Asylum

ASYLUM APPLICATIONS

Asylum may be given to persons who are already residing in the United States and are unable or unwilling to return to their native country because of persecution or a well-founded fear of persecution on account of nationality, religion, political opinion, race or membership in a particular social group. If you are granted asylum, you will be allowed to live and work in the United States. Moreover, you will be able to apply for permanent resident status one year from the date you are granted asylum.

When you apply for political asylum, the petition may include your spouse and any unmarried children that are under the age of 21 as long as your spouse or children are in the United States. If your spouse or children happen to be outside of the United States they may be eligible to apply for derivative status.

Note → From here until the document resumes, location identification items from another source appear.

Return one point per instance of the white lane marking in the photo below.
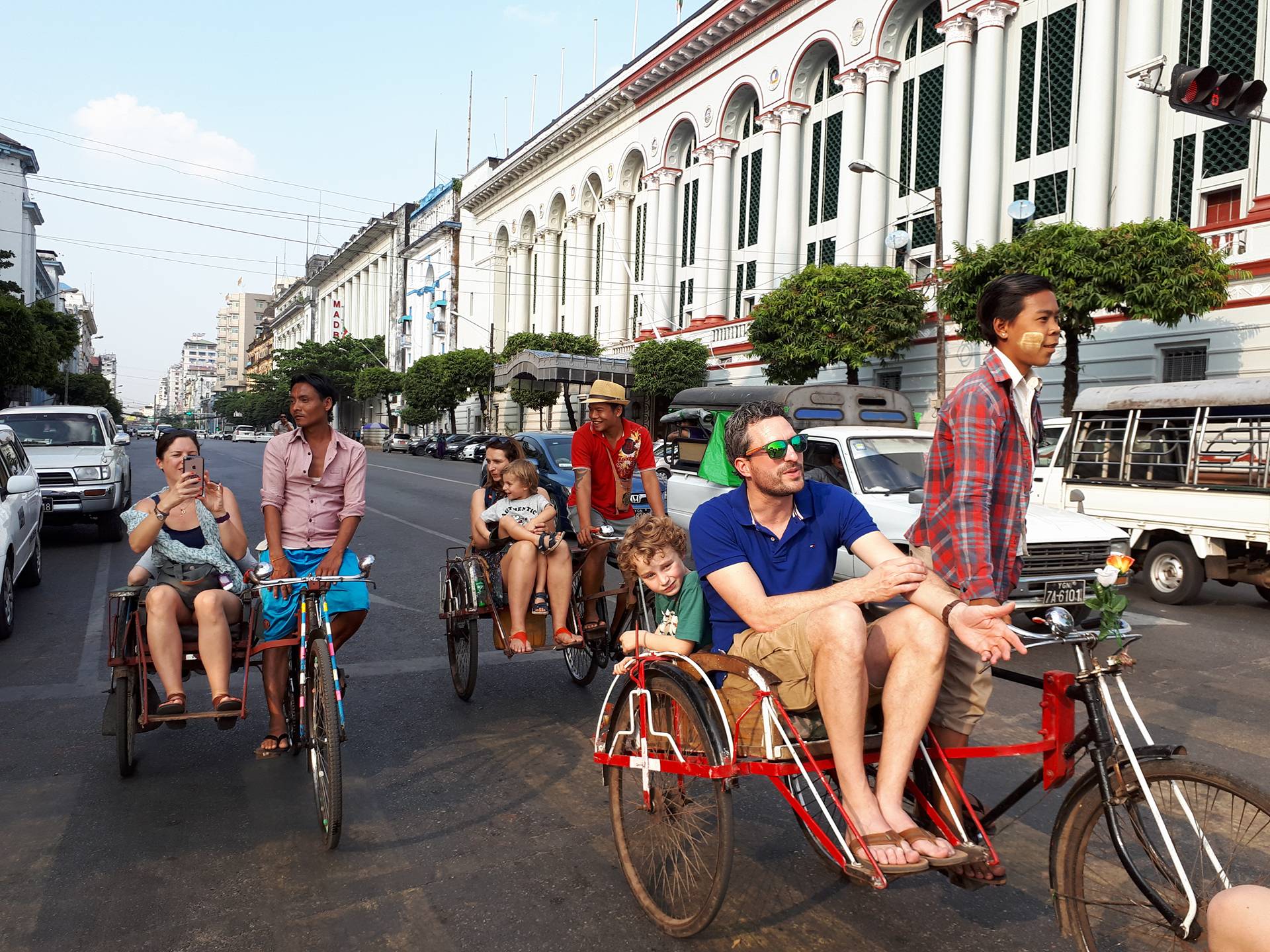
(425, 475)
(91, 662)
(417, 526)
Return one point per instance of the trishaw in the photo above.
(466, 596)
(1142, 841)
(314, 709)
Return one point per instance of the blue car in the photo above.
(552, 452)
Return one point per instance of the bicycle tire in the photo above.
(653, 863)
(324, 761)
(126, 713)
(1083, 862)
(462, 645)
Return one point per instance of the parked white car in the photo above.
(84, 473)
(21, 522)
(884, 467)
(1183, 467)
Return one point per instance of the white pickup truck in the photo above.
(884, 467)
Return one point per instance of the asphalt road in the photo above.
(482, 824)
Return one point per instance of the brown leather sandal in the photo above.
(887, 838)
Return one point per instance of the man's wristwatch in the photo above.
(948, 610)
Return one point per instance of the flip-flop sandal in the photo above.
(574, 641)
(887, 838)
(915, 834)
(263, 753)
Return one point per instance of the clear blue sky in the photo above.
(338, 97)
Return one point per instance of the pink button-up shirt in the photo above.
(312, 512)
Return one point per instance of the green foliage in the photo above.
(665, 367)
(835, 314)
(1158, 270)
(378, 382)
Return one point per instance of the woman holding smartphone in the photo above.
(194, 532)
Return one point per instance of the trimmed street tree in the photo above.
(665, 367)
(1158, 270)
(835, 314)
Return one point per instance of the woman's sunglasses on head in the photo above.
(778, 448)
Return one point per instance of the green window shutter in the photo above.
(1050, 194)
(931, 17)
(906, 136)
(756, 180)
(1232, 38)
(1184, 179)
(1019, 226)
(1027, 80)
(922, 231)
(813, 197)
(831, 168)
(1191, 32)
(1057, 75)
(1226, 149)
(930, 118)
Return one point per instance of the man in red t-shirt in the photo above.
(607, 452)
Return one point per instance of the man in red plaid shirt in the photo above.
(978, 480)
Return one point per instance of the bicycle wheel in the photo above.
(583, 662)
(676, 852)
(461, 639)
(323, 725)
(127, 709)
(1095, 899)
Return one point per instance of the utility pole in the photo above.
(941, 370)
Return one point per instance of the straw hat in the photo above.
(603, 391)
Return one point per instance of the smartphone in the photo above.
(193, 463)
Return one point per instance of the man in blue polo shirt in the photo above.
(766, 554)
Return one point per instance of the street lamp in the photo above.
(861, 168)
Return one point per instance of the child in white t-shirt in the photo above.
(515, 510)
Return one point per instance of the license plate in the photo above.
(1067, 592)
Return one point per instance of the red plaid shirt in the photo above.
(978, 481)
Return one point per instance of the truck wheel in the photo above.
(1173, 573)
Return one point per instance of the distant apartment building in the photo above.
(237, 324)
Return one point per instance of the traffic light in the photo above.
(1205, 92)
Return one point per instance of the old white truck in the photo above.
(883, 462)
(1183, 467)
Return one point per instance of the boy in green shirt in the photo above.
(653, 551)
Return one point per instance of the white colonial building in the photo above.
(693, 180)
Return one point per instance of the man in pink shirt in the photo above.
(313, 496)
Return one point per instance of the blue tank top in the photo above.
(193, 537)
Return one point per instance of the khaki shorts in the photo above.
(967, 686)
(786, 653)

Refugee status and asylum status are two legal conditions that are closely related. The only difference between the two is the place where a person requests for the status. Asylum is asked for in the United States; refugee status is asked for outside of the United States. However, all people who are granted asylum must meet the definition of a refugee.


In order a person to be eligible for asylum in the United States, you must ask for asylum at a port-of-entry (airport, seaport or border crossing), or file an application within one year of your arrival to the United States. You may ask later than one year if conditions in your country have changed or if your personal circumstances have changed within the past year prior to you’re asking for asylum, and those changes of circumstances affected your eligibility for asylum. Additionaly you may well also be excused from the one year deadline if an extraordinary circumstance has prevented you from filing within the one year period after your arrival, so long as you apply within a reasonable time given those circumstances.

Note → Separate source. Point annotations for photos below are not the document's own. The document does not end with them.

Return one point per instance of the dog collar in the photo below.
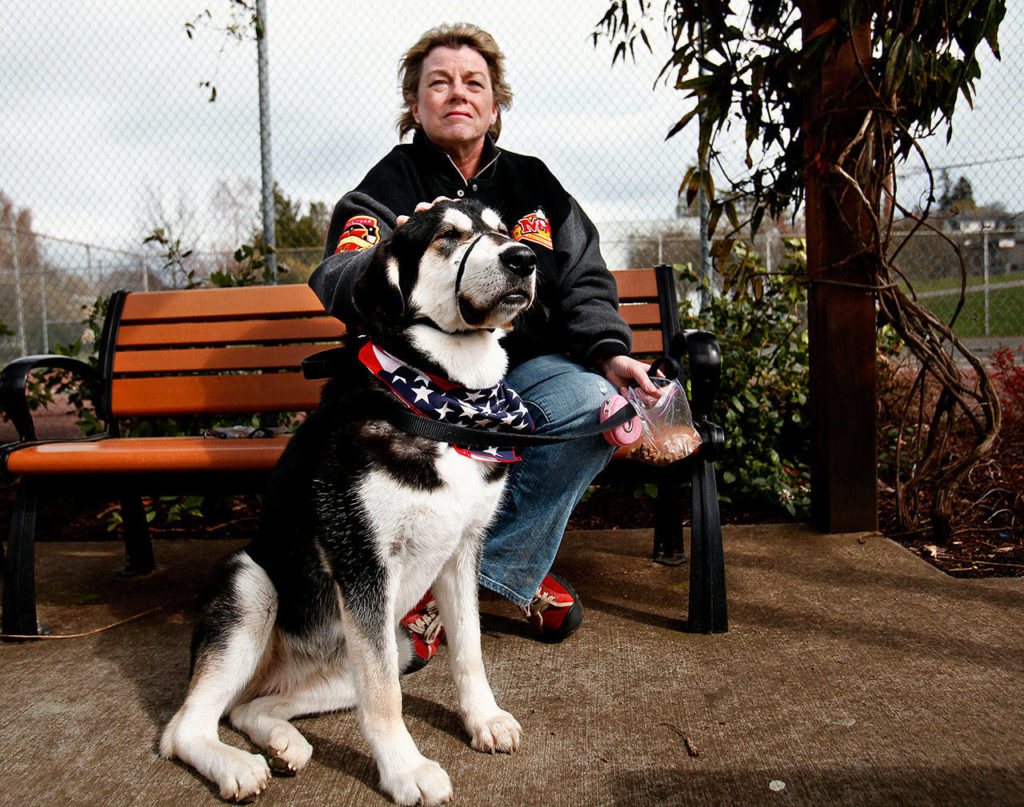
(492, 409)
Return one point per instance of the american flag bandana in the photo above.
(488, 409)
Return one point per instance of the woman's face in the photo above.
(455, 102)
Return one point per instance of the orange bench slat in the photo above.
(147, 455)
(296, 299)
(233, 331)
(214, 394)
(213, 358)
(641, 313)
(647, 342)
(636, 284)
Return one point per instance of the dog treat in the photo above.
(667, 434)
(674, 444)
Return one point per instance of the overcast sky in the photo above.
(101, 111)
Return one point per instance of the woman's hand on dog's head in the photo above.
(420, 208)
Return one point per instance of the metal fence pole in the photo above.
(984, 243)
(264, 137)
(42, 303)
(18, 304)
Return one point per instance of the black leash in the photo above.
(482, 438)
(322, 365)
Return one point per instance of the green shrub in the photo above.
(760, 322)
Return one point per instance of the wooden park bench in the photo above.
(239, 351)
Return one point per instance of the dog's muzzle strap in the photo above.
(462, 263)
(463, 435)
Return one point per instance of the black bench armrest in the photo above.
(705, 365)
(705, 359)
(14, 376)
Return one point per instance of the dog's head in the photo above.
(453, 266)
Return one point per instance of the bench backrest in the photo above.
(205, 351)
(214, 350)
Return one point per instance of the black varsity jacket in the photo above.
(577, 308)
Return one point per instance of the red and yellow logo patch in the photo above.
(535, 228)
(360, 232)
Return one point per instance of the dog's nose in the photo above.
(519, 259)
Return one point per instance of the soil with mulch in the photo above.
(987, 540)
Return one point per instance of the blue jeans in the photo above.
(548, 482)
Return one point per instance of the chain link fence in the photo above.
(151, 122)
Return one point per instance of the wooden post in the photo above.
(842, 317)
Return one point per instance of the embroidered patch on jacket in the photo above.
(360, 232)
(534, 227)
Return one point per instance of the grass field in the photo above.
(1006, 305)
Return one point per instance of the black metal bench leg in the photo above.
(19, 569)
(708, 612)
(669, 519)
(138, 547)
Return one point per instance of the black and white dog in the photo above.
(359, 519)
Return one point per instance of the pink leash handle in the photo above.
(625, 434)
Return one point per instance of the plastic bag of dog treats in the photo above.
(667, 433)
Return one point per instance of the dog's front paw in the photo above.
(425, 783)
(496, 732)
(240, 775)
(288, 752)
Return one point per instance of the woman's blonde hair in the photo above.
(452, 36)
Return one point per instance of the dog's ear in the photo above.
(377, 294)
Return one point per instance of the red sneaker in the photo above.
(555, 611)
(424, 627)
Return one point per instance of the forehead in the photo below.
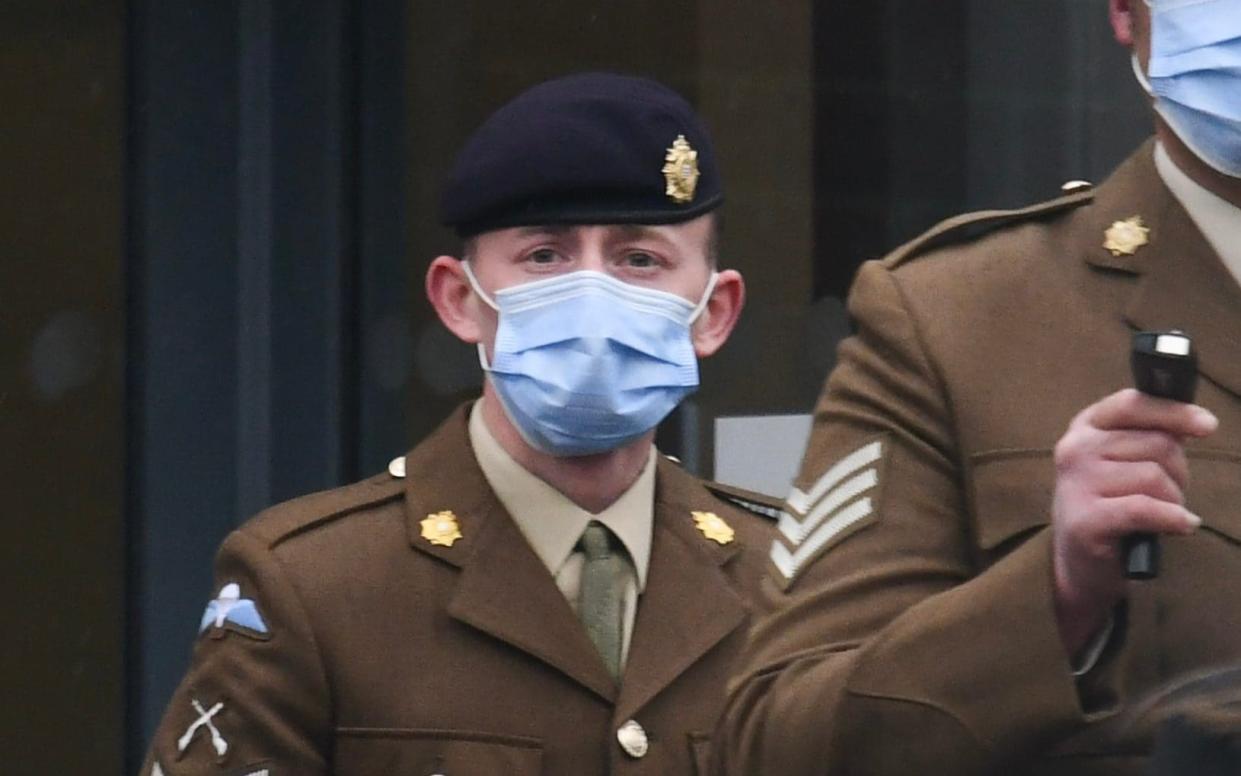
(688, 237)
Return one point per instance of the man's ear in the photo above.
(1123, 24)
(720, 315)
(453, 298)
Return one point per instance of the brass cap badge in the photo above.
(441, 529)
(712, 527)
(1124, 237)
(680, 171)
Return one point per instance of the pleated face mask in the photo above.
(585, 363)
(1195, 76)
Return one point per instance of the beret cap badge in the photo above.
(680, 171)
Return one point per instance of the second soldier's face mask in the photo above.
(585, 363)
(1194, 75)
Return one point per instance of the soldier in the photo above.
(533, 589)
(951, 595)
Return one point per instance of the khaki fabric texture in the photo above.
(923, 640)
(391, 654)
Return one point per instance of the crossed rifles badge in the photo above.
(680, 171)
(1124, 237)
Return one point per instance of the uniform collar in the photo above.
(549, 520)
(1218, 219)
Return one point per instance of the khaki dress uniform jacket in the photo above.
(913, 628)
(386, 653)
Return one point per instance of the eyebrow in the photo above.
(546, 229)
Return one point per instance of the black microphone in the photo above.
(1164, 365)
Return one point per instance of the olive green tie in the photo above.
(598, 604)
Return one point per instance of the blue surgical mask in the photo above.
(1195, 76)
(585, 363)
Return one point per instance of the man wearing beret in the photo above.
(533, 589)
(952, 596)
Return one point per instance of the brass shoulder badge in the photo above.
(441, 529)
(712, 527)
(1124, 237)
(680, 171)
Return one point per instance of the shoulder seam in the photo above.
(981, 222)
(757, 503)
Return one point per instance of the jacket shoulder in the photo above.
(972, 226)
(295, 517)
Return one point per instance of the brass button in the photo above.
(633, 739)
(396, 468)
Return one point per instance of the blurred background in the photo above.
(217, 215)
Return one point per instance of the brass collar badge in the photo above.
(441, 529)
(680, 171)
(1124, 237)
(712, 527)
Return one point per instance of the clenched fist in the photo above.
(1120, 469)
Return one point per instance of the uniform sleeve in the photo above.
(255, 699)
(892, 646)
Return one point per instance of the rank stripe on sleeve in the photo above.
(838, 500)
(846, 466)
(789, 563)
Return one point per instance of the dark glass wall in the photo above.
(61, 384)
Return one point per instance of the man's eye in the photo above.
(639, 258)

An application for asylum may be filed regardless of the immigration status you have, this means that you may apply for asylum even if you are illegally in the United States.

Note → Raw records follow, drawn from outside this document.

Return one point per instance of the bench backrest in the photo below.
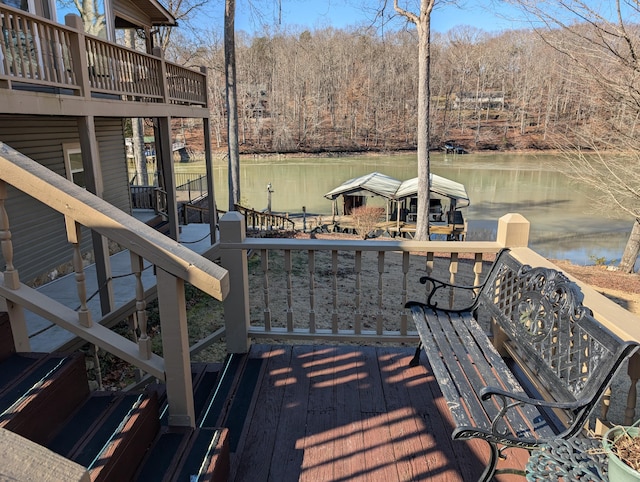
(540, 310)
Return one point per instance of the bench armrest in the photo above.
(437, 285)
(522, 399)
(511, 401)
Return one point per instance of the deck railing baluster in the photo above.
(11, 278)
(453, 271)
(334, 291)
(74, 235)
(379, 315)
(312, 311)
(357, 322)
(477, 269)
(144, 342)
(266, 311)
(405, 283)
(289, 274)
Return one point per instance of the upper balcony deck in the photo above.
(48, 68)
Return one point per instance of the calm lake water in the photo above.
(563, 225)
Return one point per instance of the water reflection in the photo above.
(563, 223)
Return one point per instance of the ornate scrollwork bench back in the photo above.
(552, 334)
(540, 374)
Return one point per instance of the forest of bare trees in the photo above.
(355, 90)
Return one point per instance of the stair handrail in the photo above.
(95, 213)
(175, 265)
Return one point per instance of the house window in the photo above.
(73, 164)
(95, 16)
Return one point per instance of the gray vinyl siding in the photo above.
(38, 232)
(113, 158)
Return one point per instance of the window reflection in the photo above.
(21, 4)
(92, 13)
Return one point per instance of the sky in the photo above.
(312, 14)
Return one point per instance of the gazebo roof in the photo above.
(390, 188)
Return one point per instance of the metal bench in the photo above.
(555, 359)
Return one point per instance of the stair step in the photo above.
(163, 457)
(82, 422)
(115, 443)
(207, 457)
(54, 386)
(121, 456)
(6, 337)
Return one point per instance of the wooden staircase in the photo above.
(117, 436)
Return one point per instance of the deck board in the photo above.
(349, 413)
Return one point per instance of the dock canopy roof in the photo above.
(390, 188)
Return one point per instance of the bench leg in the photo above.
(415, 361)
(490, 469)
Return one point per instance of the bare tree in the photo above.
(602, 43)
(422, 21)
(232, 103)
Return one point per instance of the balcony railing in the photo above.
(173, 266)
(64, 59)
(337, 290)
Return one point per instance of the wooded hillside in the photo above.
(338, 90)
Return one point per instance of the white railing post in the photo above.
(78, 52)
(175, 348)
(11, 279)
(513, 231)
(236, 305)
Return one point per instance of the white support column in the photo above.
(236, 305)
(211, 198)
(93, 177)
(175, 348)
(11, 280)
(513, 231)
(163, 148)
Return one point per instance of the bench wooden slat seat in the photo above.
(558, 360)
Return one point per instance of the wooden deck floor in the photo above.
(345, 413)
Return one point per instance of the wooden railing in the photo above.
(34, 50)
(343, 290)
(174, 265)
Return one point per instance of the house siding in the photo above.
(38, 232)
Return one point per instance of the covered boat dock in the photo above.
(447, 197)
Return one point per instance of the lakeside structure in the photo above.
(402, 203)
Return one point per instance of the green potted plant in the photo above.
(622, 445)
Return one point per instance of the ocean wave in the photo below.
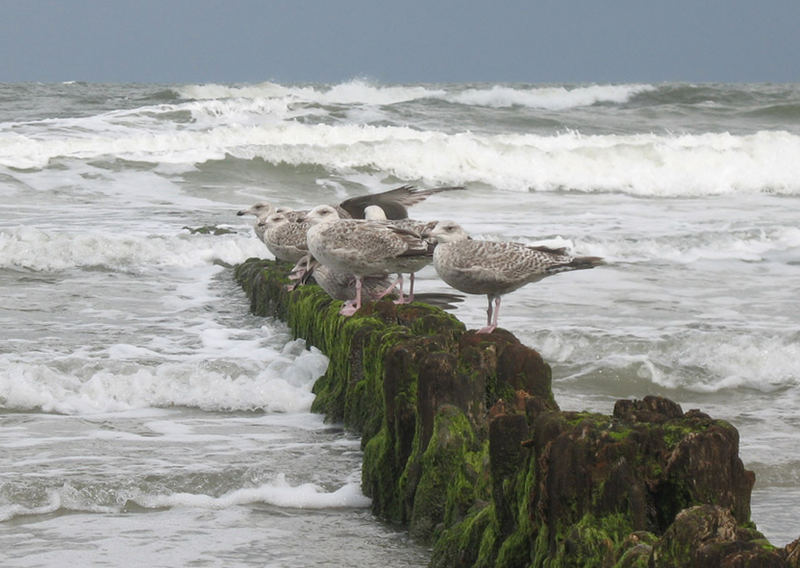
(552, 98)
(277, 492)
(103, 500)
(357, 91)
(31, 248)
(693, 361)
(126, 382)
(668, 165)
(724, 244)
(363, 92)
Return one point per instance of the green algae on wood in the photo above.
(464, 443)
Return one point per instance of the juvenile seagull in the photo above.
(411, 266)
(338, 285)
(362, 248)
(495, 268)
(285, 238)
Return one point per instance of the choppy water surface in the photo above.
(148, 418)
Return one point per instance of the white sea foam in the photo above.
(640, 164)
(362, 92)
(199, 381)
(554, 98)
(45, 250)
(277, 492)
(357, 91)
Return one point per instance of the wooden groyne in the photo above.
(464, 443)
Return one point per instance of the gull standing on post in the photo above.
(362, 248)
(495, 268)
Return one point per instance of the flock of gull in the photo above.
(351, 250)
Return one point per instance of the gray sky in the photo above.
(534, 41)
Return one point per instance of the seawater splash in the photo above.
(363, 92)
(554, 98)
(134, 378)
(110, 500)
(277, 492)
(34, 249)
(647, 165)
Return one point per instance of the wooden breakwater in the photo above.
(464, 443)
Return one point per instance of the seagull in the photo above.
(285, 238)
(363, 248)
(338, 285)
(495, 268)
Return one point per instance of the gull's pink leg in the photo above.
(410, 297)
(350, 308)
(491, 321)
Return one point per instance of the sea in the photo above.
(148, 419)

Furthermore, you must qualify for asylum under the definition of a refugee. Your eligibility will be based on the information you provide on your application and during an interview with an Immigration Judge or Asylum Officer. If you have been placed in removal (deportation) proceedings in Immigration Court, an Immigration Judge will hear you case and make a decision about your legal status in the United States. If you have not been placed in removal proceedings and apply with the INS, an Asylum Officer will interview you and decide whether you are eligible for asylum. Asylum Officers will grant asylum, deny asylum or refer the case to an Immigration Judge for a final decision. If an Asylum Officer decides that you are not eligible for asylum and you are in the United States illegally, the Asylum Officer will then place you in removal proceedings and refer your application to an Immigration Judge for a final decision. Immigration Judges may also decide on removal if an applicant is found ineligible for asylum and is illegally in the United States. If you are in valid immigrant or nonimmigrant status and the Asylum Officer finds that you are not eligible for asylum, the Asylum Officer will send you a notice explaining that the INS intends to deny your request for asylum. You will be given an opportunity to respond to that notice before a decision is made on your application.